La explicación a esa mezcla de mitin y misa, de lo ideológico y lo paranormal, es la de siempre: tratan de captar a esos seguidores y que los avalen en las urnas. Aquí sirve todo, quizá porque, al final, es irrelevante, tampoco piensan cumplir lo que prometan y en el mundo de los embaucadores lo que importa es lo que se consigue, no a quiénes se engaña para lograrlo. Feijóo, eso sí, no sabe irse de marcha, pero irse de viaje a Europa para hablar allí mal de España, todas las veces que haga falta; o dibujar una imagen apocalíptica y falsa de la situación actual de nuestro país y poner palos en las ruedas que dificulten la entrega de más fondos de ayuda, tan necesarios, tan justos tras el esfuerzo que hemos hecho para salir de las arenas movedizas de la pandemia. La cuestión es qué harían con ellos si los pusiesen en sus manos, pero eso se responde solo: lo de siempre, derivarlos a empresas privadas, como hace Juanma Moreno con la sanidad de Andalucía o la propia Ayuso con la de Madrid, porque el negocio es lo primero y quien siembra adjudicaciones recoge donaciones, que luego vienen muy bien a la hora de financiarse: tú pones la licencia para la explotación de un hospital o la construcción de una infraestructura y te quedan muy agradecidos, en deuda, hoy por ti y mañana por mí, que además somos los mismos en diferentes versiones.

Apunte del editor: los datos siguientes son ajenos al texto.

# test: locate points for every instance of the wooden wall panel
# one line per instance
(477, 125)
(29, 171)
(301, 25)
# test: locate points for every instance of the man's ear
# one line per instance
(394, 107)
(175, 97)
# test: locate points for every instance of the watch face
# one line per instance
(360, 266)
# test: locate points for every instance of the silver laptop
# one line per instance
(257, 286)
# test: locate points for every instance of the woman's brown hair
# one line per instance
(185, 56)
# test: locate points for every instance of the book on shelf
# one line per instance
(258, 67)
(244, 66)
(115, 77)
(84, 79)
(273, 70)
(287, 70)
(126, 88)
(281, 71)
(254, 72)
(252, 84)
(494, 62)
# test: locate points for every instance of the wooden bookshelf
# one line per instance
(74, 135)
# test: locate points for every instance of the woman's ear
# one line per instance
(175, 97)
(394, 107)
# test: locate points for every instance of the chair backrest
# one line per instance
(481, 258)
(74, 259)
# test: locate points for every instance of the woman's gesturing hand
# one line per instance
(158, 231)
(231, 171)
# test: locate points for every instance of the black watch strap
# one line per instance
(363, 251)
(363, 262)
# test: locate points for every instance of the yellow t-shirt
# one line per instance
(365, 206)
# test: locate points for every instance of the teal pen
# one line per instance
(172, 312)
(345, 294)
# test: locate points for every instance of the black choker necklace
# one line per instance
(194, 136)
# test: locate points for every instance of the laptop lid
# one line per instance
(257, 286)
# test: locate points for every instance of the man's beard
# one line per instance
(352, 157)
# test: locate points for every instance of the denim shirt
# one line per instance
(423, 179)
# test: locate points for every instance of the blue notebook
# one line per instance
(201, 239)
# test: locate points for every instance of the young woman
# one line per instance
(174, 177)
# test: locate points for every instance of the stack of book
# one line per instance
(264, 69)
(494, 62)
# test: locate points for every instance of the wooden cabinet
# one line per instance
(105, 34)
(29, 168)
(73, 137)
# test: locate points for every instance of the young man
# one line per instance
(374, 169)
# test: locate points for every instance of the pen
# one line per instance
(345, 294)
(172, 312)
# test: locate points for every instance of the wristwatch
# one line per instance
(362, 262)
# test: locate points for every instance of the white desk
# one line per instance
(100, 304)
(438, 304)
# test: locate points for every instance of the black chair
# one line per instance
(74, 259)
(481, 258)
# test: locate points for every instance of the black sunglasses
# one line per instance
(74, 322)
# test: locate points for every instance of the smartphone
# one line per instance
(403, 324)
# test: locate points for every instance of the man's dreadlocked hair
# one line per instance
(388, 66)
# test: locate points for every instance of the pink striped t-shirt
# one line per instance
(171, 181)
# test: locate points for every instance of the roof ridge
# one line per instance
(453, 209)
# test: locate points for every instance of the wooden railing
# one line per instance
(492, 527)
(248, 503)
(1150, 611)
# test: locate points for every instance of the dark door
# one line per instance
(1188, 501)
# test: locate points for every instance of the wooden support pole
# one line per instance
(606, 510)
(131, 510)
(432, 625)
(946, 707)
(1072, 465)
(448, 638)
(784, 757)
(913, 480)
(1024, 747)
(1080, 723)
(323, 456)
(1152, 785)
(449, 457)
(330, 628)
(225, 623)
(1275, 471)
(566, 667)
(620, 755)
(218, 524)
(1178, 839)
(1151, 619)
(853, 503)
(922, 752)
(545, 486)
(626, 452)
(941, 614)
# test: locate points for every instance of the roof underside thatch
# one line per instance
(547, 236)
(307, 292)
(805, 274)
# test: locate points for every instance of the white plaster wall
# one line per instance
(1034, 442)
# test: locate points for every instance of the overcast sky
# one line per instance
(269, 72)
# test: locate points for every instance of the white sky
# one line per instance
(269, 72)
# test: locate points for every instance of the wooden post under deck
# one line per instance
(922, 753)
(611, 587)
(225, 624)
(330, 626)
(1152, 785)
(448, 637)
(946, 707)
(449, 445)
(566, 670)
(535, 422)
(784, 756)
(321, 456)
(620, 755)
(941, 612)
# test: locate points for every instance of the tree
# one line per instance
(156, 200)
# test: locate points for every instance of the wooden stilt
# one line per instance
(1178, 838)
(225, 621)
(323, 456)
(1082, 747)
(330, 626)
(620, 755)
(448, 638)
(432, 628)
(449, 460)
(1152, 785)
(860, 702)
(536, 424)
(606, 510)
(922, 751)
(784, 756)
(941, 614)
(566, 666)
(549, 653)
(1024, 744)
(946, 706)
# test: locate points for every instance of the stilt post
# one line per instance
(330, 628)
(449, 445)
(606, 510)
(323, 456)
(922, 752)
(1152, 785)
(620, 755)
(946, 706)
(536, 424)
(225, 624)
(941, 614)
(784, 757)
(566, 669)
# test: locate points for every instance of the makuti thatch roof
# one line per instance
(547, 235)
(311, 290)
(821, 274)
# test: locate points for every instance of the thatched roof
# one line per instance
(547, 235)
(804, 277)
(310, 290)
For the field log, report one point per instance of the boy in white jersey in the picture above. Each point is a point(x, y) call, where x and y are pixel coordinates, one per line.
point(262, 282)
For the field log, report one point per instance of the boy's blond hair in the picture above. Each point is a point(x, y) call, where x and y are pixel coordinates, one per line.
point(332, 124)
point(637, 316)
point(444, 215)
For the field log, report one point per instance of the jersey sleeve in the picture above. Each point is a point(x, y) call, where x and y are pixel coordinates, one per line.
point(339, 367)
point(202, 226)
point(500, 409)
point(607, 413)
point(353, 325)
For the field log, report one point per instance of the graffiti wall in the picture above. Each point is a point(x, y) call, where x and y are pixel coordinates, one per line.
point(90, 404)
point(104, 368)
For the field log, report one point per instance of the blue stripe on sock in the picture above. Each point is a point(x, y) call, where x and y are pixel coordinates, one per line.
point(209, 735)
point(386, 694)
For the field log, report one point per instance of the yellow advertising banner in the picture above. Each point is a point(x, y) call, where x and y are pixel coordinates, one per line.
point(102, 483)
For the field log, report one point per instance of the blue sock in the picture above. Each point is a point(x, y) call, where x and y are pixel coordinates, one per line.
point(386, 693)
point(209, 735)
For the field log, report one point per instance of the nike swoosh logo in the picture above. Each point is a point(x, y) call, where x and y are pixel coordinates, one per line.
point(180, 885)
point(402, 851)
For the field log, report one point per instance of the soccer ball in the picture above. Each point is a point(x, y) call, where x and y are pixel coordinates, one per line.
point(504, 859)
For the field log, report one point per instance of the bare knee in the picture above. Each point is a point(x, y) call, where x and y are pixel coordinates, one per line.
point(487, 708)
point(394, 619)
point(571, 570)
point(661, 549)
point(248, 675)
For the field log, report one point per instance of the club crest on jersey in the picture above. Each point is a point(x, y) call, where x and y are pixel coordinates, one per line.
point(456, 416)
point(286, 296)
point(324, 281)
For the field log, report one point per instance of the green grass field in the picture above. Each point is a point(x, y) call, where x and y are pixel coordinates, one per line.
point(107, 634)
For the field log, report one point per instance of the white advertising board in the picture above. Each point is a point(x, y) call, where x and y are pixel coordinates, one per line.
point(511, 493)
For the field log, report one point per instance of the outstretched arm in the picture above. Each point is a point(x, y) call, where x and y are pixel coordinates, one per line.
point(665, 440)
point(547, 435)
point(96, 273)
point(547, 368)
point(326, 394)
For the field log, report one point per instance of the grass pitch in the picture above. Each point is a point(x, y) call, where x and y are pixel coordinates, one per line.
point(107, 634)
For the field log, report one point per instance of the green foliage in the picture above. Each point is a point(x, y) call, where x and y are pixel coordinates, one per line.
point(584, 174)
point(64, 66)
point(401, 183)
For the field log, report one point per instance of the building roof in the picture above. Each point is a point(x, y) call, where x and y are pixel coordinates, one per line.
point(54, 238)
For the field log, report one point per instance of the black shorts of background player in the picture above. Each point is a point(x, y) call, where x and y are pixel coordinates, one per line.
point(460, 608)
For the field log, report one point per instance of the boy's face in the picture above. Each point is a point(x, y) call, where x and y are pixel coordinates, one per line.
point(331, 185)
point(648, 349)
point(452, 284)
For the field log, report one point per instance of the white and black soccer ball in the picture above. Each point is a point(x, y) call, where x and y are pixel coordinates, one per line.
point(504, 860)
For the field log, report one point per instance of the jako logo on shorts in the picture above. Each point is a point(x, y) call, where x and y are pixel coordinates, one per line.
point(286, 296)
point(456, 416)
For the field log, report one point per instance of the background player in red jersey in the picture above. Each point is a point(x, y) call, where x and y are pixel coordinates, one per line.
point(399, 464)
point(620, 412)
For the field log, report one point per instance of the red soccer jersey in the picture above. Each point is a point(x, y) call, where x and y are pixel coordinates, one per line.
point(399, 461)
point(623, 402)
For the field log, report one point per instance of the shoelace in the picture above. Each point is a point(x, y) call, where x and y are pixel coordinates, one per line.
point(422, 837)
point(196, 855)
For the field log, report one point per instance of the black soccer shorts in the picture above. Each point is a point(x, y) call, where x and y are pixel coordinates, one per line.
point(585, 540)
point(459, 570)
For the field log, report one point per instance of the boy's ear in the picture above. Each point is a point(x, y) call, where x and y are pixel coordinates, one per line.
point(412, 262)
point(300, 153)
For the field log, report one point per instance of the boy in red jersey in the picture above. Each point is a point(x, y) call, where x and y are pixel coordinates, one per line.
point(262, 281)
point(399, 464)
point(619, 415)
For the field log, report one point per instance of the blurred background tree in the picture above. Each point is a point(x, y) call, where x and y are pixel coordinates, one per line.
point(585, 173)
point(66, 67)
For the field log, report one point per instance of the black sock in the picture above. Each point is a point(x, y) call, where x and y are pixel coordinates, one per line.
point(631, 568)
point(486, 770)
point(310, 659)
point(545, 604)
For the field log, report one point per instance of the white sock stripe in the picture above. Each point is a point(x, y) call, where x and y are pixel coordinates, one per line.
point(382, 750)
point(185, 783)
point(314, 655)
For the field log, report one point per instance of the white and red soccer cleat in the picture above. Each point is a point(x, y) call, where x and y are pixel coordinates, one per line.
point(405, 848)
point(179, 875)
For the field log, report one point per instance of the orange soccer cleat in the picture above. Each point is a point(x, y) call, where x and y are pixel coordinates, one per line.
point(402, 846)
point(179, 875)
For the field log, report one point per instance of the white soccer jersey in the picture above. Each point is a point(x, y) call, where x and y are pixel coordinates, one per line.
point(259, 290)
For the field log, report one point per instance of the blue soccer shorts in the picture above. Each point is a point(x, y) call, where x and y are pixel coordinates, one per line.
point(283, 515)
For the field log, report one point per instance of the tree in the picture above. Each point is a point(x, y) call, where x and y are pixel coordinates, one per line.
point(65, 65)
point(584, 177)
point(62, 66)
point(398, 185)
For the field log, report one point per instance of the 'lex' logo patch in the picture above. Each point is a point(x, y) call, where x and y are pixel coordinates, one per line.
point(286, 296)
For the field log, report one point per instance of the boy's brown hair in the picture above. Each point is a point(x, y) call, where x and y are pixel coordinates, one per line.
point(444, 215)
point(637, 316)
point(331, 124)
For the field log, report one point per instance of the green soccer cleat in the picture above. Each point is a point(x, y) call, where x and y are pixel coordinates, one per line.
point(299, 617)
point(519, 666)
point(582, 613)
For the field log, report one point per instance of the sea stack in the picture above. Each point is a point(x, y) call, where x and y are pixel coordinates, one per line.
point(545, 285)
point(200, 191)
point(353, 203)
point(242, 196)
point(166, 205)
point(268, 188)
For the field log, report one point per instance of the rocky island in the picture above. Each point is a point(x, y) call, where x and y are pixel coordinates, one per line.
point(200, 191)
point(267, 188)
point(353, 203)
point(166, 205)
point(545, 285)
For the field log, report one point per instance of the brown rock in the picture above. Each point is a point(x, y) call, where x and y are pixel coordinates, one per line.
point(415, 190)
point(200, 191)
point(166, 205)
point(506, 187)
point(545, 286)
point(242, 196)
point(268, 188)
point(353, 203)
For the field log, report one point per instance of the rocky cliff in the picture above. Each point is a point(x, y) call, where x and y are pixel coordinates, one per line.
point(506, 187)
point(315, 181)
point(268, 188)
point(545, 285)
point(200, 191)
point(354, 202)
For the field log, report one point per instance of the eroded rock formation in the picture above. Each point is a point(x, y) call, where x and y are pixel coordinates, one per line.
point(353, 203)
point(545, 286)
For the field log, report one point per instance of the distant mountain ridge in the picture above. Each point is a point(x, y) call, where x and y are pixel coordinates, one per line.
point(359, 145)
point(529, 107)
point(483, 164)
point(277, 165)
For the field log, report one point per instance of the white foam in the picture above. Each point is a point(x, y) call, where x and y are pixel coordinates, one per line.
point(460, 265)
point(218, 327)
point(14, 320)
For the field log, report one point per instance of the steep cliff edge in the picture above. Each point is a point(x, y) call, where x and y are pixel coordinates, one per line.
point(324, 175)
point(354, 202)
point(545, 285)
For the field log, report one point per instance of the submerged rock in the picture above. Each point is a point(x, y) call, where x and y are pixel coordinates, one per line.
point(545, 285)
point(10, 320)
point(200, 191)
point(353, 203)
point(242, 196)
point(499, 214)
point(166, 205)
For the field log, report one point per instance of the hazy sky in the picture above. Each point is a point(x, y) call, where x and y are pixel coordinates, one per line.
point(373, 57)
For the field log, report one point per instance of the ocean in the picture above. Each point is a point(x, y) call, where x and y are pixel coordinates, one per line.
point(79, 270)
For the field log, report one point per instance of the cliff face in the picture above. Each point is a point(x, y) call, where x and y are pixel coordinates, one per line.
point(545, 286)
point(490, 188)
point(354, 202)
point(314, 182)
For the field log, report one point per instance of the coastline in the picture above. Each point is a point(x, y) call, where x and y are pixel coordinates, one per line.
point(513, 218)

Núñez Feijóo no le hace ascos a nada, ni siquiera se sabe ya si toda su imagen era inventada, si alguna vez fue la persona que se nos vendía, el estadista sereno, equilibrado, distante de los extremismos de una parte de su partido. O no lo era o ha dejado de serlo, y lo que ahora es resulta preocupante, dada la alternativa que asoma por el horizonte, que es el ala dura de los suyos, amoral como mínimo, ruidosa pero vacía, dada al trapicheo y la compra-venta, populista sin complejos, carente de límites morales, desastrosa en la gestión, sospechosa de actos que acabaron en tragedia y, ante todo, capaz de lo que sea, absolutamente de lo que sea, para no perder ese poder que le ha llovido del cielo, aunque para que no se lo quiten haya que propagar casa por casa las llamas de ese infierno del que hablaba la oradora que el otro día subieron al escenario.